Get the md5sum of every 64MB block in a large file using bash.

sill...@yahoo.com

unread,

May 7, 2008, 3:18:27 PM5/7/08

to

Hello, can someone please help.

I have an 8GB file and need the md5sum of every 64MB block in the
file.

I'm looking for some ideas on how to write a script to do this using
bash - not interested in perl or other language solutions.

The size of my disk is 10GB with a smallish linux system and 256MB
free disk space.

Thanks for all constructive posts.

Hal

mo

unread,

May 7, 2008, 5:18:02 PM5/7/08

to

If time is not a problem you can try:

MD5=;x=0;while [ "$MD5" != d41d8cd98f00b204e9800998ecf8427e ];do
MD5=`dd status=noxfer if=file bs=64M skip=$x|md5sum|cut -d ' ' -f 1`
x=$[x+1]
echo $x $MD5 # for block 1, skipped 0
done >blocks

Don't tested!
See also command split.

The problem with the idea above is the restarting file read
after each block:
$ echo $[8000/64]
125

Luuk

unread,

May 7, 2008, 5:35:55 PM5/7/08

to

sill...@yahoo.com schreef:

something like:

[1] for ((x=0; x<128; x++)) ;
[2] do
[3] dd if=largefile ibs=64M obs=64M skip=$x skip=$x of=tmp;
[4] echo $x;
[5] md5sum tmp;
[6] done

reading in 128 steps, through your file, creating a (temp)file 'tmp' of
which the md5sum is created.

--
Luuk

Dave B

unread,

May 8, 2008, 4:18:48 AM5/8/08

to

On Wednesday 7 May 2008 23:35, Luuk wrote:

> something like:
>
> [1] for ((x=0; x<128; x++)) ;
> [2] do
> [3] dd if=largefile ibs=64M obs=64M skip=$x skip=$x of=tmp;
> [4] echo $x;
> [5] md5sum tmp;
> [6] done
>
>
> reading in 128 steps, through your file, creating a (temp)file 'tmp' of
> which the md5sum is created.

You don't need the temp file, since you can pipe the output of dd directly
to md5sum.
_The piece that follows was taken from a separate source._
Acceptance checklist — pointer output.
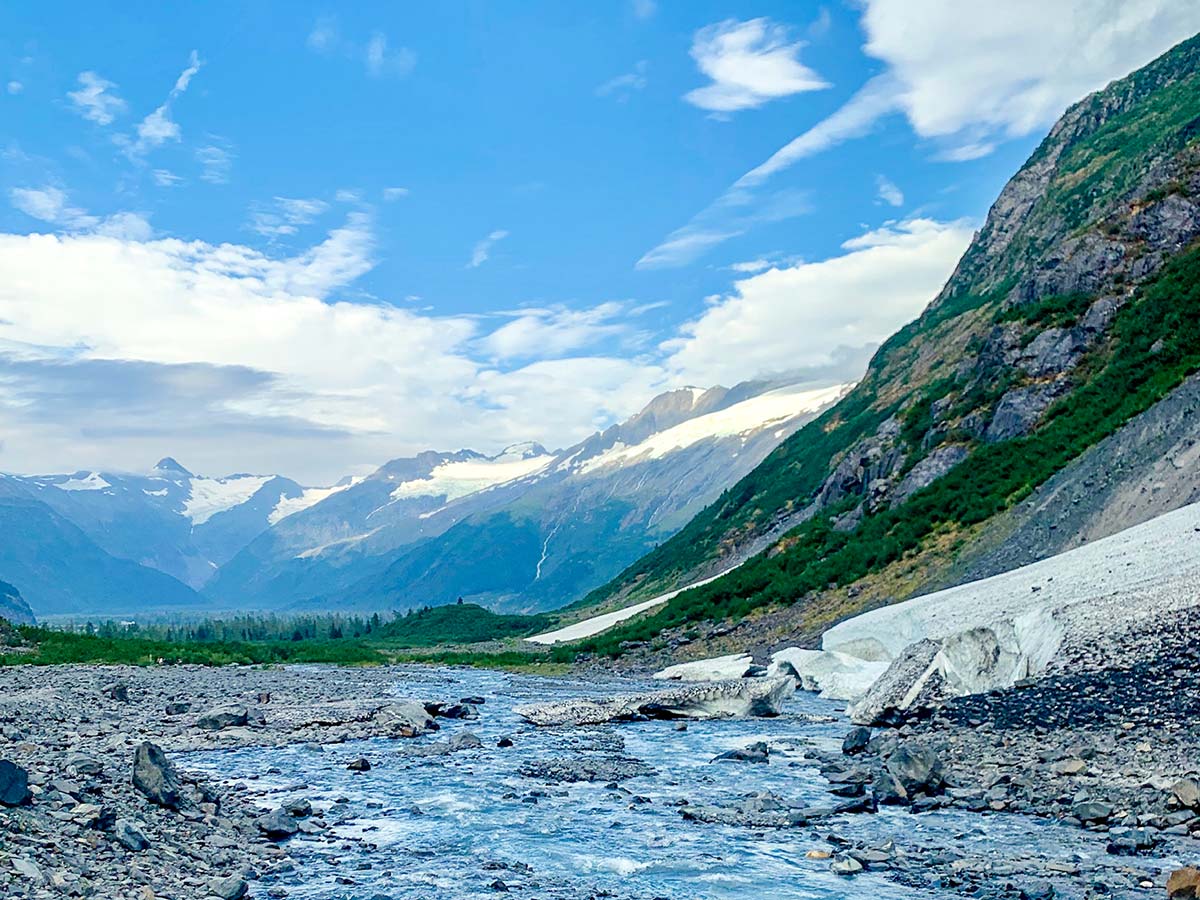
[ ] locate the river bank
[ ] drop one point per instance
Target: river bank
(489, 803)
Just omit the "of=" part in the dd command, and dd will write to
stdout.

--
D.

Stephane CHAZELAS

unread,

May 8, 2008, 6:55:01 AM5/8/08

to

2008-05-7, 12:18(-07), sill...@yahoo.com:

> Hello, can someone please help.
>
> I have an 8GB file and need the md5sum of every 64MB block in the
> file.
>
> I'm looking for some ideas on how to write a script to do this using
> bash - not interested in perl or other language solutions.
>
> The size of my disk is 10GB with a smallish linux system and 256MB
> free disk space.

[...]

You should need to use any disk space:
while
{
details=$(
{
LC_ALL=C dd bs="$((64*1024*1024))" count=1 2>&3 | md5sum >&4
} 3>&1
)
} 4>&1 &&
case $details in (*"1+0 records in"*) ;; (*) false;; esac
do :
done < your-big-file

--
Stéphane

mo

unread,

May 8, 2008, 10:38:45 PM5/8/08

to

Updating my previous code with CHAZELAS' smart idea to the feeder
and now using head instead dd:

md5(){ [ $1 ]||{ echo "md5 <block_size_in_bytes>" >&2;return 1;}
x=0;pMD5=
while MD5=`head -c$1|md5sum|cut -d ' ' -f 1`&&[ "$pMD5" != "$MD5" ];do
pMD5=$MD5
x=$[x+1]
echo "$MD5 $x"
done
}

###Using:
$ md5
md5 <block_size_in_bytes>
$

$ md5 512 <x.log
ae85a3ff6457e95c723c7d90232cf738 1
b09cdeb518910d3b8b8fb09bd8a57488 2
4fd51c79224201930e294d71feb47c7a 3
d41d8cd98f00b204e9800998ecf8427e 4
$

$ cat x.log|md5 1024
dd66ec03b7c59ed2828090dae4421818 1
4fd51c79224201930e294d71feb47c7a 2
d41d8cd98f00b204e9800998ecf8427e 3
$

With this new code the last line is always from a null string.

sill...@yahoo.com

unread,

May 10, 2008, 2:28:39 PM5/10/08

to

Thanks for the responses. Good work!

I also put together this attempt which seems to do the trick as well.
It's based on previous responses and some ideas found in the article
'Mincing Your Data into Arbitrary Chunks (in bash)' from the book
Linux Server Hacks. I found the article online.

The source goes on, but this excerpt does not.